Am travelling to Tokyo tonight for work. Spending two days there for a 3 hour meeting which means that I should have time to look around and see a bit of Tokyo. Unfortunately I will not actually have the time off as I have busted my ankle and cannot possibly walk around and see the site. However it led me to think about which were the best and worst cities that I have been stranded in after a business meeting with time to spare.
My top three stranded in cities are:
1. Paris - The key to a stranded city is can you go to one/two places quickly that will keep you entertained and able to see the heart of its culture, food and people. Paris is the clear leader here. Drop yourself in the middle of the Marias or St Germain for two hours and you will be entertained, fed and culturally overloaded with time spare to jump on the train back to Gare du Nord or CDG to head home. At times there are more tourists around you than (cranky) Parisians but that can be managed in short bites. Nothing beats a lazy stroll through St Germain ending up in garden just behind Notre Dame.

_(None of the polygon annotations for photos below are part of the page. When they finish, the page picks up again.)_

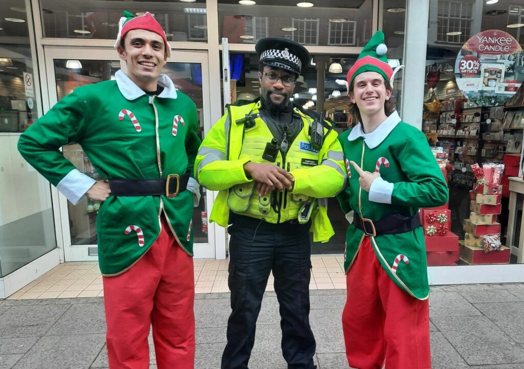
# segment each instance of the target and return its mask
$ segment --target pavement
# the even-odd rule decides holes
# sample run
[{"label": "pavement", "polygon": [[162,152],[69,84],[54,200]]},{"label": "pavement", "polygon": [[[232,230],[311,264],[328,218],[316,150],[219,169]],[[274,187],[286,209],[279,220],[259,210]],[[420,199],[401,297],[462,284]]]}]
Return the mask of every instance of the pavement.
[{"label": "pavement", "polygon": [[[319,369],[347,369],[344,290],[312,290]],[[198,294],[195,369],[219,369],[229,293]],[[0,369],[107,368],[101,297],[0,300]],[[524,368],[524,284],[436,286],[430,298],[434,369]],[[286,369],[277,299],[267,292],[250,369]],[[156,368],[152,342],[150,367]],[[176,369],[176,364],[173,367]]]}]

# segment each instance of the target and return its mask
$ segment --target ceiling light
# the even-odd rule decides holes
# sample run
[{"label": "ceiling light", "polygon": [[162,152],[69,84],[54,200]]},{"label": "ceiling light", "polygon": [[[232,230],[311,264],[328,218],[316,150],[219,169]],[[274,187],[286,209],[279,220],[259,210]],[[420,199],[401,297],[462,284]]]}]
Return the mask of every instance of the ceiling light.
[{"label": "ceiling light", "polygon": [[18,6],[12,6],[11,7],[9,8],[9,9],[10,9],[12,10],[14,10],[15,12],[18,12],[19,13],[26,12],[25,8],[19,8]]},{"label": "ceiling light", "polygon": [[186,14],[206,14],[208,11],[205,8],[184,8],[184,13]]},{"label": "ceiling light", "polygon": [[329,66],[329,71],[330,73],[342,73],[342,66],[340,63],[331,63],[331,65]]},{"label": "ceiling light", "polygon": [[14,22],[15,23],[24,23],[26,22],[24,19],[21,19],[19,18],[4,18],[4,19],[7,22]]},{"label": "ceiling light", "polygon": [[0,58],[0,66],[3,67],[13,65],[13,60],[10,58]]},{"label": "ceiling light", "polygon": [[66,68],[70,69],[80,69],[82,68],[82,63],[80,60],[69,59],[66,62]]},{"label": "ceiling light", "polygon": [[406,8],[389,8],[388,9],[389,13],[403,13],[406,12]]}]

2. Amsterdam - it is a beautiful city but most importantly it is relative small and everyone speaks English. You can see a couple of key sites very quickly. If you are stranded for a night, the Dutch are a great party people. The city is flat and closely packed making movement from bar to bar, hotspot to hotspot easy and painless. There are also great art spots- Rijksmuseum
- that can easily absorb a few lost hours. Anne Frank House
provides a powerful emotional view into the dark side of European history.

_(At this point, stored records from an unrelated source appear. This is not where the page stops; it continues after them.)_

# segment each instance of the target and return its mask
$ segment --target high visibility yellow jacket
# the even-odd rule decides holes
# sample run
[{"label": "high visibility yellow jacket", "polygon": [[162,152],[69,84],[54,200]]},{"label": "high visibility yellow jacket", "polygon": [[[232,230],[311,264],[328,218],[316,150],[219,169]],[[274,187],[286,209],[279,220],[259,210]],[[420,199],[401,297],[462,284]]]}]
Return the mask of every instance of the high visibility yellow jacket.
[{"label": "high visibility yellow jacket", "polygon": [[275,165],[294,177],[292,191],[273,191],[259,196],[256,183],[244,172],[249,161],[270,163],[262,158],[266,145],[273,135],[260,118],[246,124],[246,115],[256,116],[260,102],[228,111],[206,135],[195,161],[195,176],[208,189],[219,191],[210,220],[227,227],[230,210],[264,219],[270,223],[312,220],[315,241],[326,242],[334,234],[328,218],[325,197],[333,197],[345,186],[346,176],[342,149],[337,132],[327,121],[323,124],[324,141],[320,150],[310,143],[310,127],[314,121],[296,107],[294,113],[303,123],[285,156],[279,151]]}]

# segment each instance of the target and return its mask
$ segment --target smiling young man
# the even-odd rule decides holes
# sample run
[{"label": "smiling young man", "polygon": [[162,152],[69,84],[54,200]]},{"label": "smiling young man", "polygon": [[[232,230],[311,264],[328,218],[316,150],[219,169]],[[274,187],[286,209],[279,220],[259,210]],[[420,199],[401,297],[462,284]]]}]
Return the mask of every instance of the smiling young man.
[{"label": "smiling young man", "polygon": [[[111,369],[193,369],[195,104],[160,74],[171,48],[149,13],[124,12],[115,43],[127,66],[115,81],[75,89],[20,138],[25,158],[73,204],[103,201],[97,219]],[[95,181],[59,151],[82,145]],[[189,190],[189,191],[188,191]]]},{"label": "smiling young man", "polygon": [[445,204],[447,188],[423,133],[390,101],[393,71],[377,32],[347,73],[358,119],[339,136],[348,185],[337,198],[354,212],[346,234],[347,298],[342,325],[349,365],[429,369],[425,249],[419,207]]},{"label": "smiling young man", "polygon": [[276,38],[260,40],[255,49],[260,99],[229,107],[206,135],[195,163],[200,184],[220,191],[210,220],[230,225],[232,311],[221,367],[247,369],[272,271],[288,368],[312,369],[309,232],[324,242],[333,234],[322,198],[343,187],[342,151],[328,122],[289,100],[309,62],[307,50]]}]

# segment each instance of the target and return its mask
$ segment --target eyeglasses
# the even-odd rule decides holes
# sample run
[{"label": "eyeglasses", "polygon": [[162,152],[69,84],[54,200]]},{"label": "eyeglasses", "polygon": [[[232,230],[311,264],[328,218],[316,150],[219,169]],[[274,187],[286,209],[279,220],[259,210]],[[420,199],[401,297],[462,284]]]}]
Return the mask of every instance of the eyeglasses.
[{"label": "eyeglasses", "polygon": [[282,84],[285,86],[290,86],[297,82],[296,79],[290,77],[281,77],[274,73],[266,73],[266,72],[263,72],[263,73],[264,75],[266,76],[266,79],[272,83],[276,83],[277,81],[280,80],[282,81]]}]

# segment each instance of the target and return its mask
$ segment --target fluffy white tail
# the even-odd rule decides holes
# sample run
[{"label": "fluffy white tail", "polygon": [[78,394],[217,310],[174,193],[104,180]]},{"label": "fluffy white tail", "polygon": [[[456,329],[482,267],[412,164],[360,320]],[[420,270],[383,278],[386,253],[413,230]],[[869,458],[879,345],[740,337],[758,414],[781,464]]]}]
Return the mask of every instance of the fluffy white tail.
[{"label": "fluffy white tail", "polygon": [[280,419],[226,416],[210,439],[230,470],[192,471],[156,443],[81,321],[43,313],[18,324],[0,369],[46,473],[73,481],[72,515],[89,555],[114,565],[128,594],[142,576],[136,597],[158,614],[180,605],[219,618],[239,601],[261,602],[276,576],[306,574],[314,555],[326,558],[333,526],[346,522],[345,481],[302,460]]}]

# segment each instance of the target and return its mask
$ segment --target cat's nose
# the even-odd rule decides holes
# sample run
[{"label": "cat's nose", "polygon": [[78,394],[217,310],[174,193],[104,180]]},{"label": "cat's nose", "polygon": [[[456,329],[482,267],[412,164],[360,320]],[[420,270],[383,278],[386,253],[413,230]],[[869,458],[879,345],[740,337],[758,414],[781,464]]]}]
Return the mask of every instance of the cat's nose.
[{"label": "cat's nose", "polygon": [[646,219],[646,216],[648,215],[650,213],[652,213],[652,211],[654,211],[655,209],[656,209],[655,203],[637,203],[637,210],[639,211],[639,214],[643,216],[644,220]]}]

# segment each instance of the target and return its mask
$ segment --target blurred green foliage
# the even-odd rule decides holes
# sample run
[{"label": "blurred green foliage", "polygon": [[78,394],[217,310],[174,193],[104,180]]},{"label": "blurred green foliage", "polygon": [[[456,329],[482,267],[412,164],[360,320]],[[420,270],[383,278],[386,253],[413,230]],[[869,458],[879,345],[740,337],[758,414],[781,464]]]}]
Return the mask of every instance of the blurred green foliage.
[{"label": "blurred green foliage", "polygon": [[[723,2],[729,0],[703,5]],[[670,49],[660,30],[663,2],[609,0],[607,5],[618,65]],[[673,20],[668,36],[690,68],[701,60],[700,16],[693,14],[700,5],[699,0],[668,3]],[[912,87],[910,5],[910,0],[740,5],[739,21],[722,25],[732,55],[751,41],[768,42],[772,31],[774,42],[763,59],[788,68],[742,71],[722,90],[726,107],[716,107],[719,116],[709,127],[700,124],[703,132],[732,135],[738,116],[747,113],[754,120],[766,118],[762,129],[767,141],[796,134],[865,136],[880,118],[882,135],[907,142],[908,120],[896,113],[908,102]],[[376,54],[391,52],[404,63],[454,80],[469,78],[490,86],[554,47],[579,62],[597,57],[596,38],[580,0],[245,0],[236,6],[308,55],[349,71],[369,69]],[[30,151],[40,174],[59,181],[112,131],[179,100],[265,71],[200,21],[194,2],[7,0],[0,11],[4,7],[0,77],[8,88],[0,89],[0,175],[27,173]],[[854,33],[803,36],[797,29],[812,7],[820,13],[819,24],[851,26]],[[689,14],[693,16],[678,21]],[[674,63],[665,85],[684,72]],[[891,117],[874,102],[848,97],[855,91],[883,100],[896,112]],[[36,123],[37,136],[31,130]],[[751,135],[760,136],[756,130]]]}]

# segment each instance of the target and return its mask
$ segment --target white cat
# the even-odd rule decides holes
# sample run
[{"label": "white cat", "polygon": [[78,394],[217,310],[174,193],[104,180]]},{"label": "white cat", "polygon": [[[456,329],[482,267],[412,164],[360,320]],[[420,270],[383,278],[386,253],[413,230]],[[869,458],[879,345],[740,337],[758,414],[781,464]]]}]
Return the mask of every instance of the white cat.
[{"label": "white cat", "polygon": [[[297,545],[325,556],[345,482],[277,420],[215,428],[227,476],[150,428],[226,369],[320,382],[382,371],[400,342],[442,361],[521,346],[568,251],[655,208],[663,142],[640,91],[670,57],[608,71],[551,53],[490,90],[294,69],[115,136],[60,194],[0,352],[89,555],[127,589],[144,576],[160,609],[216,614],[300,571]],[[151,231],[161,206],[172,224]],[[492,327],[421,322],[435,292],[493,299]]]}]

3. Ho Chi Minh city - so different to any other city I have been to. Have travelled through crazy, fast growing, traffic mad cities like Bangkok and Hong Kong but Ho Chi Minh is unique. The city itself is not beautiful or magical in the way that the top European destinations are but there are chances to absorb a culture and see a history that I have not found matched anywhere else. For example, the traffic - while crazy - moves like no other city. There is a ballet like quality to the motorbikes. You would swear it is co-ordinated and coreographed. Some how it has moved beyond chaos to a form of understood anarchy. Then there is the history of the city. You can look around and see the French, American and Communist influences. The food is similarly drawn for Asian, European and North American influences unlike any other.
Bottom three are:
1. Kunming China - I spent a few days late last year at the China Travel Mart in Kunming China. Kunming is a 10mm plus people city but has nothing to offer the tourist/quick visitor. It is famous for three things - its tea, tobacco and tragically HIV rates. The International Airport is one of the most painful I have ever had to go through as all flights out to Hong Kong had to be boarded via a long and boring bus ride from the airport.
2. Kuala Lumpur -
too busy, too hard to travel around and too many people trying to rip you off. One of my favourite moments was struggling with the heat and humidity - sweating profusely - when I came across a sunglasses shop. I was about to try on a pair when the vendor grabbed them out of my hand "You can't wear them, you are too sweaty" he screamed. "Of course I am it is 35 degrees and 90% humidity". "But, if you sweat" he said pointing to the sunglasses "the colour will come off" indicating the rims.
3. Stockholm - I should have loved Stockholm. The people are nice, the food nice, the drinks...nice, the old city...well...nice, the transport options were...um...nice and the hotel I stayed in was (yes) nice. That was the problem everything was so damn, unrelentingly, frustratingly, mind-numbingly nice. There were no disappointments but similarly nothing that grabbed your eyes, ears and bones and said - "Look at this, isn't it fantastic". Seems unfair to damn a city for being nice but sometimes nice can be painful.